Number Three - "Invest in Children. It is well-established that early childhood education and care pays for itself many times over. The federal government should pursue a plan for universal early childhood programs, such as the universal pre-school plan that Vice President Gore recently outlined.

"In the shorter-term, we need to create a less fragmented system of childcare, to eliminate the perverse disincentives that slash childcare assistance for low-income families who move from welfare to work or that deny assistance to the working poor who never went on welfare. The Childcare and Development Block Grant was enacted to do precisely that by consolidating four separate federal programs. Unfortunately, many states have failed to meet this challenge. States need to establish eligibility for childcare based on income alone, rather than making artificial distinctions between welfare and low-income families. They need to eliminate obstacles that often require parents to find a new providers or reapply for child care assistance as they move from welfare to work; and the federal government needs to increase funding for the child care and development block grant so that states have the flexibility and the resources to provide childcare assistance to both welfare recipients and low-income working families;

"In addition, the federal government should consider consolidating the Child and Dependent Care Tax Credit and the Child Care Tax Credit to establish a single, more targeted and fully refundable credit that would better serve low-to-moderate income families with pre-school age children."

Background

The United States Conference of Mayors is the official nonpartisan organization of cities with populations of 30,000 or more. There are about 1,100 such cities in the country today. Each city is represented in the Conference by its chief elected official, the mayor.
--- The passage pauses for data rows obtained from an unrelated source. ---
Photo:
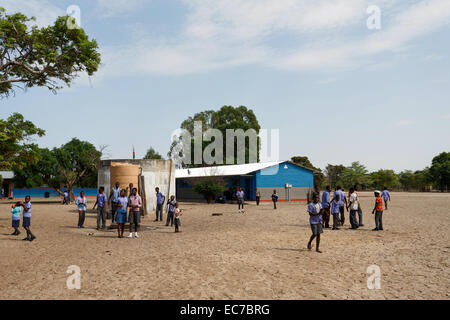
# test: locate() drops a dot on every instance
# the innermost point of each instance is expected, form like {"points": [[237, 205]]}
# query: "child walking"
{"points": [[240, 198], [26, 223], [335, 210], [378, 211], [171, 211], [15, 210], [315, 219], [81, 203], [274, 198], [134, 217], [177, 221], [121, 215]]}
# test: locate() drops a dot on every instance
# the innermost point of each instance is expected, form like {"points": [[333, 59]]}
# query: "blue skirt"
{"points": [[26, 222], [121, 216]]}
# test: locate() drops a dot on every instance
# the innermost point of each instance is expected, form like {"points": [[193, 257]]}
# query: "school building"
{"points": [[9, 191], [291, 181]]}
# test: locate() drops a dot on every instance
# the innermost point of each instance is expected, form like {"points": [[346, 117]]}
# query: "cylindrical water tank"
{"points": [[124, 173]]}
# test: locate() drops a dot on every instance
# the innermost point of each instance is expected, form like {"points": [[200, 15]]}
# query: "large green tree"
{"points": [[228, 117], [16, 142], [440, 171], [319, 177], [45, 57], [73, 164]]}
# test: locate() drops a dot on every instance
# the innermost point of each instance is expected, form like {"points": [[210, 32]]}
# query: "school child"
{"points": [[101, 203], [326, 207], [315, 219], [65, 197], [240, 198], [274, 199], [353, 205], [257, 197], [342, 203], [386, 196], [134, 217], [160, 198], [26, 215], [335, 210], [81, 203], [378, 211], [121, 214], [171, 210], [177, 215], [15, 210]]}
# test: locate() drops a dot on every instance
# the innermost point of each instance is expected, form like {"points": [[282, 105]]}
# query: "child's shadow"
{"points": [[290, 249]]}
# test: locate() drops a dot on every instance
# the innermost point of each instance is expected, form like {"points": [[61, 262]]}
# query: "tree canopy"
{"points": [[73, 164], [16, 137], [319, 177], [227, 117], [440, 170], [44, 57]]}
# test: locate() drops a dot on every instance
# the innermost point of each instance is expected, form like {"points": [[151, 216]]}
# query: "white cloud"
{"points": [[331, 35], [44, 11], [111, 8], [319, 35], [404, 123]]}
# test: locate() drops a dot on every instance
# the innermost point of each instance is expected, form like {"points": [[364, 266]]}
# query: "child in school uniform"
{"points": [[177, 215], [26, 223], [378, 211], [15, 210], [81, 203], [274, 199], [171, 212], [335, 210], [121, 215]]}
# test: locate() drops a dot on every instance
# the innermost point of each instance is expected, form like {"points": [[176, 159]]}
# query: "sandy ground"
{"points": [[259, 255]]}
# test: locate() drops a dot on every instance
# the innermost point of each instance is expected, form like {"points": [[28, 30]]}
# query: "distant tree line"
{"points": [[434, 177]]}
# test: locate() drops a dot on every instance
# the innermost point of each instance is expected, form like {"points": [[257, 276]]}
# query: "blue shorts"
{"points": [[121, 217], [26, 222]]}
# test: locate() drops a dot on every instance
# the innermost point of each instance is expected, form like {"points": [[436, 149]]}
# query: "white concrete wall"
{"points": [[155, 173]]}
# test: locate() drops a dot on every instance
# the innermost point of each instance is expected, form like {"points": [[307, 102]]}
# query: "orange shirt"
{"points": [[379, 204]]}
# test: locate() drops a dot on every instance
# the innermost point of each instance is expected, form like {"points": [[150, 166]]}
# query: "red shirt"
{"points": [[379, 204]]}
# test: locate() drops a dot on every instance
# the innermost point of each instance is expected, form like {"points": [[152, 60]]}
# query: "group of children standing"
{"points": [[319, 212], [26, 218], [128, 209]]}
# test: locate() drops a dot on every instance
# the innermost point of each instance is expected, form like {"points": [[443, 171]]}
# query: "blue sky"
{"points": [[337, 91]]}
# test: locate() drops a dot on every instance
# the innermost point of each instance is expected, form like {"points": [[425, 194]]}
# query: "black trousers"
{"points": [[169, 218], [81, 217], [335, 220], [353, 220], [342, 212]]}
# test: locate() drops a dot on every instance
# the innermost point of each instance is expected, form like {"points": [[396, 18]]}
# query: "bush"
{"points": [[209, 187]]}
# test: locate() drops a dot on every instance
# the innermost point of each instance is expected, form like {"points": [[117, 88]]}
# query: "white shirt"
{"points": [[354, 201]]}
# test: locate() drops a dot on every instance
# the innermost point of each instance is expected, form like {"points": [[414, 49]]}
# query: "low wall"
{"points": [[40, 192]]}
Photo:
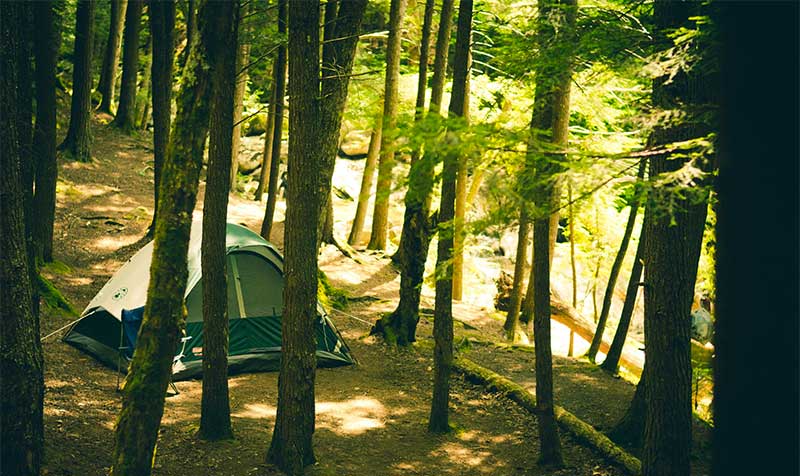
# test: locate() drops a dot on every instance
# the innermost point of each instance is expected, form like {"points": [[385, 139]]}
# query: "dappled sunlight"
{"points": [[256, 411], [351, 417]]}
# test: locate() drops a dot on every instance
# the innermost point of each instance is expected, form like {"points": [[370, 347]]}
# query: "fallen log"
{"points": [[569, 422]]}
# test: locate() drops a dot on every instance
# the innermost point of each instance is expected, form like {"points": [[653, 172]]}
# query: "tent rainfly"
{"points": [[108, 327]]}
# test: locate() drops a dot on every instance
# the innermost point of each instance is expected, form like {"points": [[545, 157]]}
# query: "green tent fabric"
{"points": [[255, 306]]}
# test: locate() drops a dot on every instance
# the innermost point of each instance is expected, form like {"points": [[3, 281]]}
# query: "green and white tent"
{"points": [[107, 328]]}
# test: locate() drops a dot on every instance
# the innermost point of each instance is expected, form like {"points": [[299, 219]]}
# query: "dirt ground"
{"points": [[371, 418]]}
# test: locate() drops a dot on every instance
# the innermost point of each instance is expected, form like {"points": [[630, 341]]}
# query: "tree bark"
{"points": [[367, 181], [747, 268], [162, 28], [108, 74], [21, 362], [594, 347], [275, 163], [400, 326], [443, 307], [143, 394], [380, 214], [46, 44], [126, 109], [611, 364], [673, 231], [266, 160], [512, 318], [242, 59], [291, 446], [215, 410], [78, 140]]}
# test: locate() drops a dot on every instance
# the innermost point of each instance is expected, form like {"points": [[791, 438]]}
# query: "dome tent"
{"points": [[255, 305]]}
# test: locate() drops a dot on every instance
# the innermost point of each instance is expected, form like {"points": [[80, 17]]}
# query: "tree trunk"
{"points": [[266, 160], [367, 182], [242, 59], [549, 129], [443, 309], [629, 431], [291, 446], [591, 354], [338, 55], [78, 140], [108, 75], [611, 364], [275, 163], [21, 362], [46, 44], [380, 214], [512, 318], [757, 282], [400, 326], [150, 371], [673, 231], [215, 410], [162, 29], [126, 109]]}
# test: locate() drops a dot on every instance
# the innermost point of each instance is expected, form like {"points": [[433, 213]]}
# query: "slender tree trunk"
{"points": [[752, 395], [126, 109], [367, 182], [443, 309], [46, 44], [266, 160], [275, 163], [108, 75], [611, 364], [380, 214], [512, 318], [143, 394], [78, 140], [549, 128], [162, 28], [21, 362], [672, 251], [291, 446], [242, 59], [612, 277], [400, 326], [215, 410]]}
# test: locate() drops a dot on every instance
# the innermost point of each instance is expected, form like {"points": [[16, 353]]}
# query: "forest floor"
{"points": [[371, 418]]}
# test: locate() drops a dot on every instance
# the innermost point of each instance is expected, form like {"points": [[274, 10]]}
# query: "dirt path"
{"points": [[371, 417]]}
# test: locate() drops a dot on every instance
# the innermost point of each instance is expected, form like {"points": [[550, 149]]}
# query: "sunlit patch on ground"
{"points": [[351, 417]]}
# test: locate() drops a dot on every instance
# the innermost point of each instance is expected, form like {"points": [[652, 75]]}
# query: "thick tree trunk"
{"points": [[367, 181], [21, 362], [380, 214], [594, 347], [150, 371], [162, 28], [275, 163], [266, 159], [215, 410], [242, 59], [400, 326], [46, 44], [108, 74], [673, 231], [291, 446], [130, 67], [512, 318], [443, 308], [78, 140], [755, 399], [611, 364]]}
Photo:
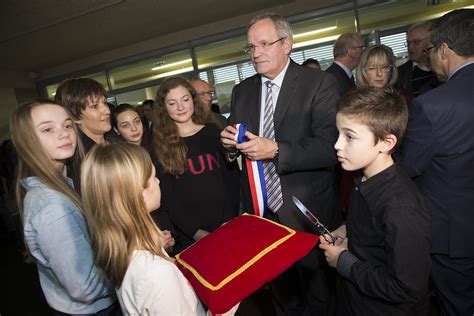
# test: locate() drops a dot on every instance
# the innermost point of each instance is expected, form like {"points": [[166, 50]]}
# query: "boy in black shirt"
{"points": [[385, 260]]}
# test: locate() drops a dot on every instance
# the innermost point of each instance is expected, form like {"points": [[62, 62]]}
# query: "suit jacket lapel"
{"points": [[287, 91], [254, 106]]}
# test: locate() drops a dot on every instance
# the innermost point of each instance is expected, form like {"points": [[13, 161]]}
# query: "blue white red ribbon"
{"points": [[256, 178]]}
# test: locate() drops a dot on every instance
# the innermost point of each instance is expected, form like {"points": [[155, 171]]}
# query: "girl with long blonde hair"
{"points": [[201, 189], [55, 231], [120, 189]]}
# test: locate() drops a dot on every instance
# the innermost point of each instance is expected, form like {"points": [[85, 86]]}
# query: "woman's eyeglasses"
{"points": [[382, 68]]}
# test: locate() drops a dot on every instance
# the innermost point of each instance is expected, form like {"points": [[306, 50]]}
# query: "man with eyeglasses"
{"points": [[415, 75], [289, 111], [347, 52], [438, 153], [206, 94]]}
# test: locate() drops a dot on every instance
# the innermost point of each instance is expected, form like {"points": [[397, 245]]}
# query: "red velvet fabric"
{"points": [[249, 250]]}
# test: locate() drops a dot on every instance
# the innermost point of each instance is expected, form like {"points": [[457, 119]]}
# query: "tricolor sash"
{"points": [[256, 178]]}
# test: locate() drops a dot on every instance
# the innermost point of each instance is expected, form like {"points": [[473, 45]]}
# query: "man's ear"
{"points": [[388, 143], [444, 50], [287, 45]]}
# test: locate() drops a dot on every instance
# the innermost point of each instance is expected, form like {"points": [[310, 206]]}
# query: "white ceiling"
{"points": [[40, 34]]}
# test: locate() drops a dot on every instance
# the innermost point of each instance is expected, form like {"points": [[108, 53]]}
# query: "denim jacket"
{"points": [[57, 237]]}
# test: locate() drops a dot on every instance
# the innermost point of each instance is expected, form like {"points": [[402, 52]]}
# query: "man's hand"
{"points": [[331, 252], [257, 148], [227, 138]]}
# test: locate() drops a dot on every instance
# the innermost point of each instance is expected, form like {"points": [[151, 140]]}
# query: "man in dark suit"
{"points": [[415, 76], [206, 94], [438, 152], [347, 52], [298, 105]]}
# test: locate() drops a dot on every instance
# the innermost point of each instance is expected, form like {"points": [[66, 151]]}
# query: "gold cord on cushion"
{"points": [[247, 265]]}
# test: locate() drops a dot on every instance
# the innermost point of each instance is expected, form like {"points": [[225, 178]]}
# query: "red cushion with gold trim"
{"points": [[238, 258]]}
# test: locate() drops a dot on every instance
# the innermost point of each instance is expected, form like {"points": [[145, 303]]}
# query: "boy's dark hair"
{"points": [[456, 29], [77, 93], [383, 111]]}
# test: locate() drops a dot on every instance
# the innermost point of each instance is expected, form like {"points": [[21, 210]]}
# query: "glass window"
{"points": [[323, 54], [397, 43], [100, 77], [223, 52], [151, 69]]}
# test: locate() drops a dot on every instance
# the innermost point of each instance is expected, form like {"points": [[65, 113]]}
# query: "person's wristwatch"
{"points": [[275, 157]]}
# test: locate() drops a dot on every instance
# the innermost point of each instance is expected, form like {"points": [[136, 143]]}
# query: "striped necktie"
{"points": [[272, 180]]}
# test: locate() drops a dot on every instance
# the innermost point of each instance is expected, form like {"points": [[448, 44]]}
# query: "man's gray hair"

Mayor Webb was recently elected to serve his third and final term as Mayor of the City and County of Denver. Mayor Webb’s distinguished public service career began in 1972 when he was elected to the Colorado House of Representatives, representing his boyhood neighborhood of northeast Denver. In 1977, State Representative Webb was selected by President Jimmy Carter to serve as Regional Director of the U.S. Department of Health Education and Welfare. In 1981, Colorado Governor Richard Lamm appointed Webb to his cabinet as Executive Director of the Colorado Department of Regulatory Agencies. In 1987, Webb was elected as the Denver City Auditor where he was applauded by fellow City officials for restoring the office’s professionalism and integrity.